To determine whether the GPCs and processed GP2s trafficked to the plasma membrane in HEK293FT cells, we compared the migration pattern of cell surface biotinylated proteins and whole cell lysates in cells transfected with arenavirus GPCs. Immunoblots of cell surface biotinylated proteins (Figure 2B) showed a similar pattern to that of whole cell lysates (Figure 2A), indicating efficient transport of the expressed proteins to the plasma membrane. We observed the same protein expression pattern in HEK293FT cells transfected with all the plasmids required for production of pseudotyped scrVSVΔG-eGFP (Figure 2C).
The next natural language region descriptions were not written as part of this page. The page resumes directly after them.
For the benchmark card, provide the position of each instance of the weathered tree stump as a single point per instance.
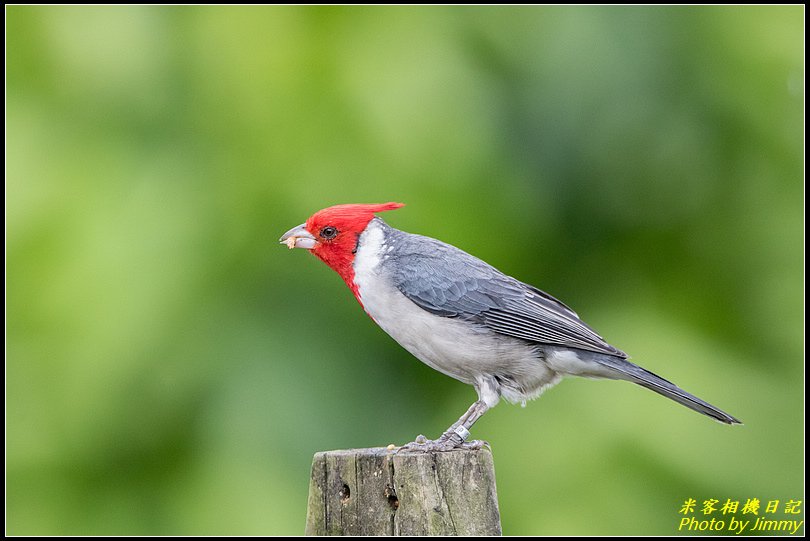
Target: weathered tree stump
(380, 492)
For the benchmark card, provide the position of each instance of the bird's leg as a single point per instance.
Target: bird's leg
(455, 436)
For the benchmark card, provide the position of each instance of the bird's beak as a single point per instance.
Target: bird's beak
(298, 237)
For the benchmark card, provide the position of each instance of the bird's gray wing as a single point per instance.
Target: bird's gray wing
(449, 282)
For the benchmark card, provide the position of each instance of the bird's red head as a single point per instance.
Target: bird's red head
(331, 235)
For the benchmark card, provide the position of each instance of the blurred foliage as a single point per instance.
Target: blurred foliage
(171, 369)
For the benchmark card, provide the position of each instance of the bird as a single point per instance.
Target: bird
(465, 318)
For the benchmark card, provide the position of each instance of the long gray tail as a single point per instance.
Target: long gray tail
(661, 386)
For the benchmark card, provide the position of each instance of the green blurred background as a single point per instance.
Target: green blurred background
(171, 369)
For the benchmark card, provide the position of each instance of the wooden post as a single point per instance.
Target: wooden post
(380, 492)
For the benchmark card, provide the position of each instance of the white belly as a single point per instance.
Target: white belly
(453, 347)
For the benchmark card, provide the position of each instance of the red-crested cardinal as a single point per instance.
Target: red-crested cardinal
(465, 318)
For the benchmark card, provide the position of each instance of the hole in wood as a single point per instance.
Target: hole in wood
(391, 495)
(344, 493)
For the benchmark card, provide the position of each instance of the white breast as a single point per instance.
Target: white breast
(453, 347)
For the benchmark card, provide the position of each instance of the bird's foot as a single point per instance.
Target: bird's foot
(447, 442)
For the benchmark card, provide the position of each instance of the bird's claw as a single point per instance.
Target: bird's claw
(447, 442)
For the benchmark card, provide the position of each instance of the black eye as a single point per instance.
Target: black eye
(329, 232)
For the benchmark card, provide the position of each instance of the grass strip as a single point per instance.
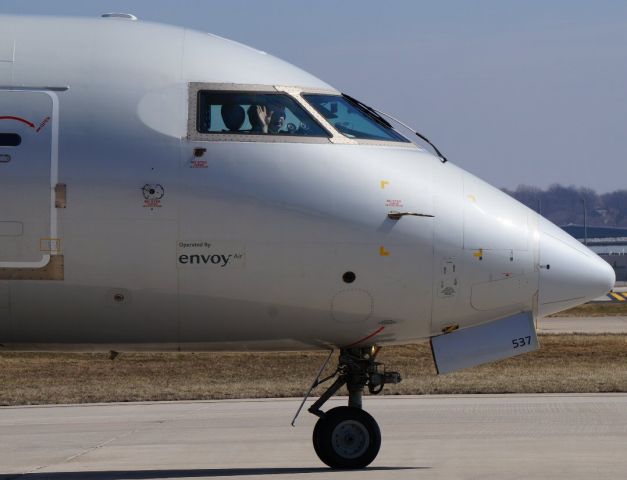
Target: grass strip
(566, 363)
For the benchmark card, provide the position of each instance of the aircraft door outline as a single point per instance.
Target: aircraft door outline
(29, 237)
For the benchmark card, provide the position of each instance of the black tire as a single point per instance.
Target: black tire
(347, 438)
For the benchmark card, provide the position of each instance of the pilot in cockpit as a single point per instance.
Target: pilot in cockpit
(233, 116)
(266, 118)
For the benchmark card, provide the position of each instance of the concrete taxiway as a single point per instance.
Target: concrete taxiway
(442, 437)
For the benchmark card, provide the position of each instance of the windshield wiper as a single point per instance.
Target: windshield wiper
(377, 115)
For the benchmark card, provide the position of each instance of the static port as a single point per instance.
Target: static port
(348, 277)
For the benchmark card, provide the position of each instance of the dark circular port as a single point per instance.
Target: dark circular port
(348, 277)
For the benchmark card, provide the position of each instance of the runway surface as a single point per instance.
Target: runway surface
(427, 437)
(583, 325)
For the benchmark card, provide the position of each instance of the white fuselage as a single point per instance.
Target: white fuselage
(244, 244)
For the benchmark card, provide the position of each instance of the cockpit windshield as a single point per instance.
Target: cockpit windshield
(254, 113)
(353, 119)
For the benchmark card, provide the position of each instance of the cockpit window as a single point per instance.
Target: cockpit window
(251, 113)
(352, 119)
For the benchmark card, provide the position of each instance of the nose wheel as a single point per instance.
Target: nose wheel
(348, 437)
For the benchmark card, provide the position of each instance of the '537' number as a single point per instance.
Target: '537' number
(522, 341)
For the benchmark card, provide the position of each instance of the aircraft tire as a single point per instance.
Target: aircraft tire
(347, 438)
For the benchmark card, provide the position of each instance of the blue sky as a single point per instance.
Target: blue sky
(527, 92)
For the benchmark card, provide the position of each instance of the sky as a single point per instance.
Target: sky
(516, 92)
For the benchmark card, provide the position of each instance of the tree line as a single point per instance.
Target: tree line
(563, 205)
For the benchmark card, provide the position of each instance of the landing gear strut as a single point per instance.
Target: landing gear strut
(348, 437)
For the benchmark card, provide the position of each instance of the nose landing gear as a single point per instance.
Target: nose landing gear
(348, 437)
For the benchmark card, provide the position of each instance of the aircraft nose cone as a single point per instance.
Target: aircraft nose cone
(570, 273)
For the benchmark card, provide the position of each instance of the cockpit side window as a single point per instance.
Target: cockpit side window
(253, 113)
(351, 120)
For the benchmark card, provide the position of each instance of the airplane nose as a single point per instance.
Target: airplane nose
(570, 273)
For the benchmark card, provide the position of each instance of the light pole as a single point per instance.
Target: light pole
(585, 222)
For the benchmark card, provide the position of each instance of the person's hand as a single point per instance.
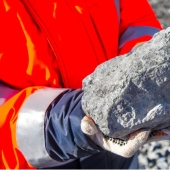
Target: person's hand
(159, 135)
(117, 146)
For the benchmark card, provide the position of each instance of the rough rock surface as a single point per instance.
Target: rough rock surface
(131, 91)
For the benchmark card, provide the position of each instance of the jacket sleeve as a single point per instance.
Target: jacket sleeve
(138, 23)
(41, 127)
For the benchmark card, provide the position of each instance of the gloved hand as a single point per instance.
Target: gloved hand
(117, 146)
(159, 135)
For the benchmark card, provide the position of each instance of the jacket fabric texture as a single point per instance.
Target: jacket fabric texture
(47, 47)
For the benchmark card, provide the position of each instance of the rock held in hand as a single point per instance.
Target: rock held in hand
(131, 91)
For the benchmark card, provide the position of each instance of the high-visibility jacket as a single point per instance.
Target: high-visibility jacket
(46, 48)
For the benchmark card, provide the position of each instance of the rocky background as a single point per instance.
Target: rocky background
(156, 155)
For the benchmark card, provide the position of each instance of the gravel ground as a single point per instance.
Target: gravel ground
(156, 155)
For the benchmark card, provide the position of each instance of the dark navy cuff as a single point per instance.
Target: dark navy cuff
(63, 136)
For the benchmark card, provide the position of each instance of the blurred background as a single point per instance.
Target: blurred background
(156, 155)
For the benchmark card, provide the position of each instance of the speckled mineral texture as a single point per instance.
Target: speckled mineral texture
(131, 91)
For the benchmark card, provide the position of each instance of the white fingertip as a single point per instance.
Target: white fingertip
(166, 131)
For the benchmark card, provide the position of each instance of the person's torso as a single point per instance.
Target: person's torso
(45, 42)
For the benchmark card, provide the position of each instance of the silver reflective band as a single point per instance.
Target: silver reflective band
(30, 127)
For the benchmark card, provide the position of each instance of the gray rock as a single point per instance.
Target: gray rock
(131, 91)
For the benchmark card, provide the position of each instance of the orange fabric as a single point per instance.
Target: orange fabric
(130, 44)
(78, 32)
(10, 156)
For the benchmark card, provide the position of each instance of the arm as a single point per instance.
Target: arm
(28, 120)
(138, 24)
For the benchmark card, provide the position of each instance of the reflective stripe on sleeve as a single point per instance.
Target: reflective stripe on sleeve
(30, 127)
(134, 32)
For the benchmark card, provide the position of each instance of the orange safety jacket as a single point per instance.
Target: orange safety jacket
(57, 43)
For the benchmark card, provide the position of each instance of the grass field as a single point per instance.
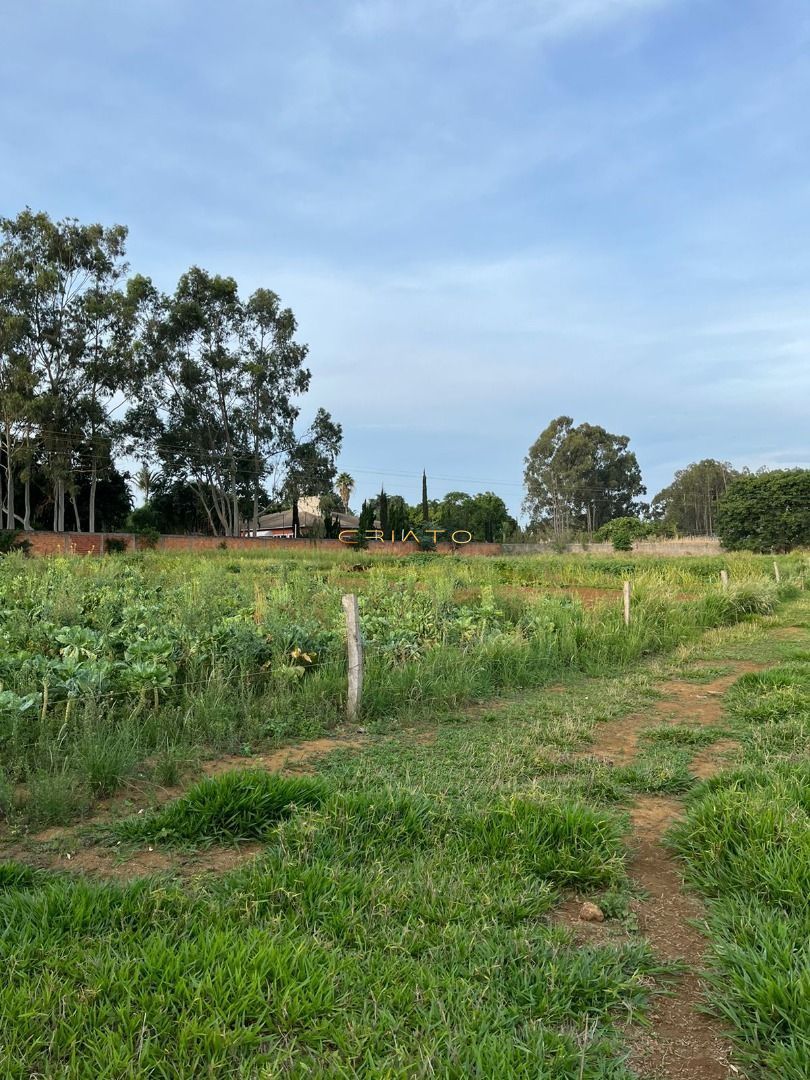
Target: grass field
(109, 667)
(404, 906)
We tested the infectivity of pseudotyped scrVSVΔG-eGFP on the boid heart cell line (V/2Hz), and compared their infectivity to that of the positive, scrVSVΔG-eGFP pseudotyped with VSV G, and negative, scrVSVΔG-eGFP, controls. The supernatants collected from cells transfected with arenavirus GPCs containing the pseudotyped scrVSVΔG-eGFP particles were used in subsequent experiments, further demonstrating that the GPC processing produced particles capable of entering different cell lines.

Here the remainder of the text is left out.